Fa il paio con l’autobus di rifugiati assaltato il 19 febbraio a Clausnitz, sempre in Sassonia, immortalato da immagini che hanno fatto il giro sui social-network: bambini, donne, uomini in lacrime insultati da decine di “dimostranti” che gridano «Fuori dai coglioni» e li costringono a scendere, terrorizzati, dal mezzo. Una scena raccapricciante, «insopportabile» secondo il ministro degli interni della Sassonia Markus Ulbig e tutt’altro che imprevedibile.

La struttura data alle fiamme a Bautzen avrebbe dovuto aprire i battenti a marzo secondo un piano deciso da mesi, confermano gli amministratori locali, mentre l’assalto ai 20 migranti nel bus sarebbe già al centro di un’indagine interna per capire perché il cordone di 30 poliziotti a protezione del convoglio non ha impedito l’assalto. Anzi.

In Rete spunta il video che riprende un agente impegnato a far scendere con la forza dal bus un ragazzo libanese di 14 anni, che scoppia a piangere. Così scattano le denunce ai massimi livelli: il leader dei Verdi in Sassonia Jürgen Kasek deposita un esposto contro la polizia mentre il deputato della Linke al Landtag Rico Gebhardt accende i riflettori sui problemi «cronici» delle forze dell’ordine nella regione più esposta alla violenza contro gli stranieri. La più dura è Nadia Khalaf, delegata Spd, che parla apertamente di «violazione della convenzione sui diritti del fanciullo».

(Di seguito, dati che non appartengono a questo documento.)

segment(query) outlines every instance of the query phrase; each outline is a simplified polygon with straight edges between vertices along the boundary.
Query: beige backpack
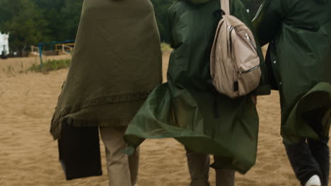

Misure ben diverse da quelle applicate ai militanti di Pegida che continuano a ottenere piena agibilità nei “comizi dell’odio” a Dresda, e maniere forti mai utilizzate contro «chi aggredisce migranti, incendia le auto di politici e attacca i giornalisti» ricorda l’informazione non solo progressista.

Mentre a Bautzen, capitale della Sorabia, i residenti non riescono a scrollarsi di dosso la «Gelbes Elend» (miseria gialla) ereditata dalla Ddr. Ai tempi della Stasi era il centro delle prigioni politiche del regime di Honecker, oggi l’avamposto del fronte nero che si oppone con tutti i mezzi alla Wilkommenkultur di Angela Merkel.